Ce tissu cardiaque cultivé en laboratoire bat comme un vrai

Science

Par Corentin le

Une équipe de chercheurs allemands a réussi à cultiver en laboratoire des tissus cardiaques fonctionnels à partir de cellules souches provenant de peau humaine.

Des chercheurs du centre médical universitaire de Hambourg-Eppendorf en Allemagne ont créé du tissu cardiaque humain cultivé en laboratoire. Développé à partir de cellules souches pour, le tissu cardiaque pompe le sang comme un “vrai”.

Des cellules souches de peau transformées en tissus cardiaque

Cette prouesse scientifique laisse imaginer la possibilité de soigner par chirurgie les patients atteints de fibrillation auriculaire, plus communément appellée troubles du rythme cardiaque, qui touche plus de 33 millions de personnes dans le monde. Autre bonne surprise, le tissu cardiaque réagi de la même manière aux médicaments que les oreillettes cardiaques humaines.

Les tissus ont été cultivés à partir de cellules somatiques, autrement dit n’importe quelle cellule non germinale (sans gamète) du corps humain. Ici, ce sont des cellules extraites d’une biopsie cutanée (de la peau) qui ont été utilisées, rendant la culture de tissu cardiaque relativement simple. Eschenhagen, l’un des chercheurs de l’équipe, a déclaré que des tissus cardiaques en 3D pouvaient être facilement cultivés par millions

Un coeur “synthétique” cultivé en laboratoire ? Pas encore

Malgré la prouesse et l’importance de la découverte, Eschenhagen tempère : “personnellement, je ne pense pas qu’il soit réaliste et utile de créer un nouveau cœur par culture“, a-t-il dit. “Un tel cœur artificiel devrait déjà être parfait au moment de la transplantation pour remplacer le cœur malade.
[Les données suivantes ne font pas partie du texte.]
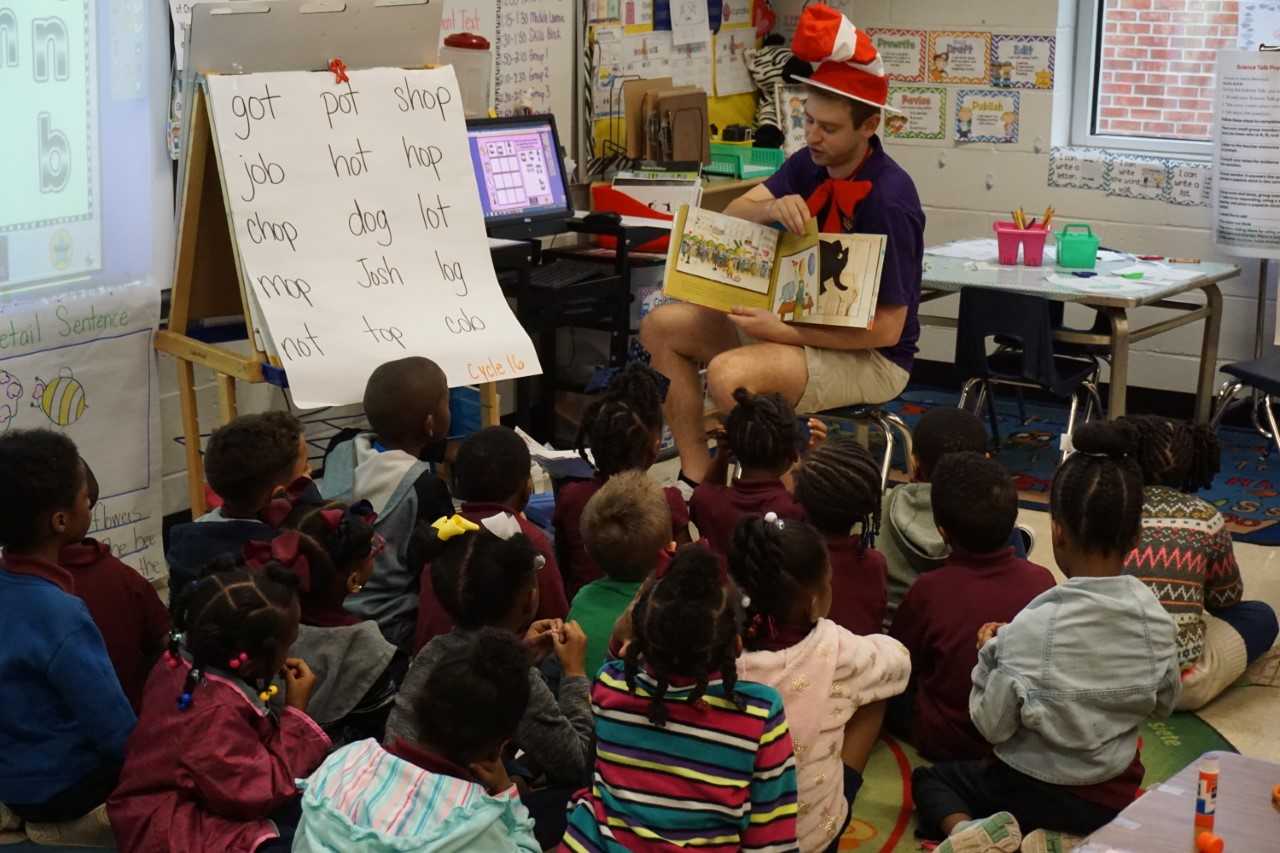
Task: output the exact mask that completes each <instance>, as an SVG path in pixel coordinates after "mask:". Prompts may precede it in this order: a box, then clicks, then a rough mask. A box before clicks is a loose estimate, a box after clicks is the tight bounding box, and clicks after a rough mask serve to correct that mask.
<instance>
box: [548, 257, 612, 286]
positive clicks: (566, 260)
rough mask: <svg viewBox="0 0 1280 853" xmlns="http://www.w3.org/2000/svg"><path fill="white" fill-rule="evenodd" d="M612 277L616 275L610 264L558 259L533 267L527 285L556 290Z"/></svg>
mask: <svg viewBox="0 0 1280 853" xmlns="http://www.w3.org/2000/svg"><path fill="white" fill-rule="evenodd" d="M613 275H616V273H614V272H613V265H612V264H600V263H593V261H580V260H572V259H568V257H559V259H557V260H554V261H552V263H550V264H544V265H541V266H535V268H534V269H532V270H531V272H530V274H529V283H530V286H531V287H544V288H557V287H568V286H570V284H580V283H582V282H590V280H591V279H595V278H612V277H613Z"/></svg>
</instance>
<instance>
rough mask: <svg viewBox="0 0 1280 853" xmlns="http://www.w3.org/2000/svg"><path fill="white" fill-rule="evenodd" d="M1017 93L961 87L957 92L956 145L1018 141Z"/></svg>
mask: <svg viewBox="0 0 1280 853" xmlns="http://www.w3.org/2000/svg"><path fill="white" fill-rule="evenodd" d="M1018 108H1019V97H1018V92H1005V91H1000V90H989V88H961V90H960V91H957V92H956V111H955V140H956V142H995V143H996V145H1009V143H1012V142H1016V141H1018Z"/></svg>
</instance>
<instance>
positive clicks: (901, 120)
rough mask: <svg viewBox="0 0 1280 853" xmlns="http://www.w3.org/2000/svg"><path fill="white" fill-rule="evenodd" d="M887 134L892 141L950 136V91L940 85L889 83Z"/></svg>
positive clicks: (884, 125) (938, 138)
mask: <svg viewBox="0 0 1280 853" xmlns="http://www.w3.org/2000/svg"><path fill="white" fill-rule="evenodd" d="M888 102H890V106H896V108H897V109H899V110H901V114H895V113H890V111H886V113H884V136H886V137H888V138H891V140H945V138H947V124H946V122H947V90H945V88H942V87H941V86H890V90H888Z"/></svg>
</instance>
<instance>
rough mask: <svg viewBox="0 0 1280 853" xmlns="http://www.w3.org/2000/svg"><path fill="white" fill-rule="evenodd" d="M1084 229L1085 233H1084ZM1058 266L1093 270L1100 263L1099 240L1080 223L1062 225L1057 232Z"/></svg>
mask: <svg viewBox="0 0 1280 853" xmlns="http://www.w3.org/2000/svg"><path fill="white" fill-rule="evenodd" d="M1082 229H1083V231H1082ZM1056 237H1057V265H1059V266H1069V268H1071V269H1093V268H1094V266H1096V265H1097V263H1098V238H1097V237H1094V236H1093V229H1092V228H1091V227H1089V225H1085V224H1084V223H1080V222H1073V223H1069V224H1066V225H1062V231H1060V232H1057V234H1056Z"/></svg>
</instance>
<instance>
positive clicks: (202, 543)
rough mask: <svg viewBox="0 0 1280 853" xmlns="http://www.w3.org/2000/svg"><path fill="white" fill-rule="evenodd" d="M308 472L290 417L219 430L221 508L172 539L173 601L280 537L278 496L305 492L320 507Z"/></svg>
mask: <svg viewBox="0 0 1280 853" xmlns="http://www.w3.org/2000/svg"><path fill="white" fill-rule="evenodd" d="M310 470H311V466H310V462H308V461H307V441H306V435H303V433H302V421H300V420H298V419H297V418H294V416H293V415H291V414H289V412H287V411H268V412H262V414H260V415H241V416H239V418H236V419H234V420H232V421H230V423H229V424H224V425H223V427H219V428H218V429H215V430H214V434H212V435H210V437H209V444H207V446H206V447H205V476H206V478H207V479H209V485H210V488H212V489H214V492H216V493H218V497H220V498H221V500H223V505H221V506H220V507H218V508H216V510H212V511H210V512H206V514H205V515H202V516H200V517H198V519H196V520H195V521H188V523H187V524H175V525H174V526H173V529H172V530H170V532H169V551H168V553H166V555H165V560H166V561H168V562H169V599H170V601H177V599H178V598H179V597H180V596H182V592H183V589H186V587H187V584H188V583H191V581H192V580H195V579H196V578H197V576H198V575H200V573H201V570H204V567H205V566H207V565H209V564H211V562H212V561H215V560H218V558H220V557H227V558H230V560H237V558H239V553H241V549H242V548H243V547H244V544H246V543H248V542H251V540H253V539H270V538H271V537H274V535H275V529H276V528H278V526H279V524H280V520H282V519H283V512H275V511H269V505H270V503H271V498H274V497H276V496H278V494H279V493H282V492H284V491H292V492H296V493H302V492H303V491H306V492H310V493H311V494H312V496H314V497H312V500H315V501H319V500H320V497H319V492H316V491H315V485H314V484H312V483H311V480H310V479H305V478H307V475H308V474H310ZM284 512H288V505H285V506H284Z"/></svg>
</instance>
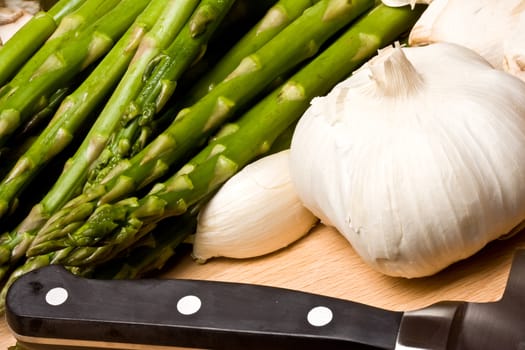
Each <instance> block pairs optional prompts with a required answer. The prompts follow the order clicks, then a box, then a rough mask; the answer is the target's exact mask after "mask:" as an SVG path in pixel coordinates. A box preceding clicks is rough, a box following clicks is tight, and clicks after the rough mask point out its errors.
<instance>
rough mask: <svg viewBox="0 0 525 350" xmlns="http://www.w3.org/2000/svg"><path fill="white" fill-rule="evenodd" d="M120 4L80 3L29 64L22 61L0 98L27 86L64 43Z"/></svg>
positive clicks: (63, 22) (3, 91)
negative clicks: (34, 76)
mask: <svg viewBox="0 0 525 350" xmlns="http://www.w3.org/2000/svg"><path fill="white" fill-rule="evenodd" d="M70 1H71V0H70ZM75 1H78V0H75ZM118 2H119V0H90V1H85V0H84V1H83V2H82V3H79V4H78V7H77V8H75V9H74V10H73V11H71V12H70V13H68V14H67V15H65V16H64V17H63V18H62V19H61V20H60V22H59V23H58V27H57V28H56V30H54V31H53V33H52V35H51V37H49V38H48V40H46V42H45V43H44V44H43V45H42V47H40V48H39V49H38V51H36V52H35V54H34V55H33V56H31V58H30V59H29V60H28V61H27V62H25V61H23V60H21V61H20V63H21V64H23V66H22V67H21V68H20V70H18V71H17V72H16V75H15V76H14V77H13V79H12V80H11V81H10V82H9V83H8V84H6V85H4V86H3V87H2V88H1V89H0V96H7V95H9V94H12V93H13V92H14V91H15V90H16V88H17V87H18V86H22V85H25V84H26V83H27V82H28V80H30V79H31V77H32V75H34V74H35V71H36V70H37V69H38V68H39V67H40V66H41V65H42V64H43V63H44V62H45V60H46V59H47V58H48V57H49V56H50V55H52V54H53V53H55V52H56V51H58V50H59V48H60V45H61V44H62V43H64V42H65V41H68V40H71V39H72V38H74V37H75V36H78V35H79V32H80V31H82V30H84V29H86V28H87V27H89V26H91V24H92V23H93V22H95V21H96V20H98V19H99V18H100V17H101V16H103V15H104V14H105V13H106V12H107V11H109V10H111V9H112V8H113V7H115V5H116V4H117V3H118ZM17 34H18V33H17ZM24 34H25V33H24V31H23V30H22V29H21V32H20V34H19V35H24ZM27 35H29V34H27ZM15 39H17V38H15V37H14V38H13V40H12V41H13V43H12V44H13V45H16V47H18V44H17V42H15V41H14V40H15ZM29 39H31V38H29ZM29 39H25V37H22V38H21V40H22V43H23V42H24V41H25V40H29ZM15 52H16V49H15ZM0 53H1V55H7V56H8V57H6V59H9V58H10V56H9V55H10V53H8V52H6V50H4V49H2V51H0ZM10 59H11V60H13V59H17V60H20V58H18V57H12V58H10ZM8 62H9V61H7V62H6V63H8ZM2 64H3V63H0V65H2ZM1 84H2V83H0V85H1Z"/></svg>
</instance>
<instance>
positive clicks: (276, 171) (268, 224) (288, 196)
mask: <svg viewBox="0 0 525 350" xmlns="http://www.w3.org/2000/svg"><path fill="white" fill-rule="evenodd" d="M317 221H318V219H317V218H316V217H315V216H314V215H313V214H312V213H311V212H310V211H309V210H307V209H306V208H305V207H304V206H303V205H302V203H301V202H300V200H299V197H298V196H297V193H296V191H295V188H294V186H293V184H292V182H291V179H290V171H289V150H285V151H281V152H278V153H275V154H272V155H269V156H266V157H264V158H261V159H259V160H257V161H255V162H253V163H251V164H249V165H248V166H246V167H245V168H244V169H243V170H241V171H240V172H239V173H237V174H236V175H235V176H233V177H232V178H230V179H229V180H228V181H227V182H226V183H225V184H224V185H223V186H222V187H221V188H220V190H219V191H218V192H217V193H216V194H215V195H214V196H213V197H212V199H211V200H210V201H209V202H208V203H207V204H206V205H205V206H204V207H203V208H202V209H201V211H200V212H199V216H198V224H197V230H196V233H195V236H194V241H193V256H194V258H195V259H196V260H197V261H199V262H205V261H206V260H208V259H210V258H213V257H221V256H222V257H230V258H239V259H240V258H251V257H256V256H260V255H264V254H268V253H271V252H274V251H276V250H279V249H281V248H284V247H286V246H288V245H289V244H291V243H293V242H294V241H296V240H298V239H299V238H301V237H302V236H304V235H305V234H306V233H308V232H309V231H310V229H311V228H312V227H313V226H314V225H315V224H316V222H317Z"/></svg>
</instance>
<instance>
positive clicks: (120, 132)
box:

C’est très improbable vu la taille et la complexité d’un cœur, y compris les vaisseaux sanguins et les valves.

En revanche, l’une des pistes envisagées serait de renforcer la coeur des patients ayant resisté à une crise cardiaque en remplaçant les tissus fragiles, et ainsi de limiter voir éliminer le risque de récidive. L’équipe de chercheurs est déjà parvenue à obtenir des résultats concluants sur des souris et des rats, et envisage de faire des tests sur des porcs et des humains.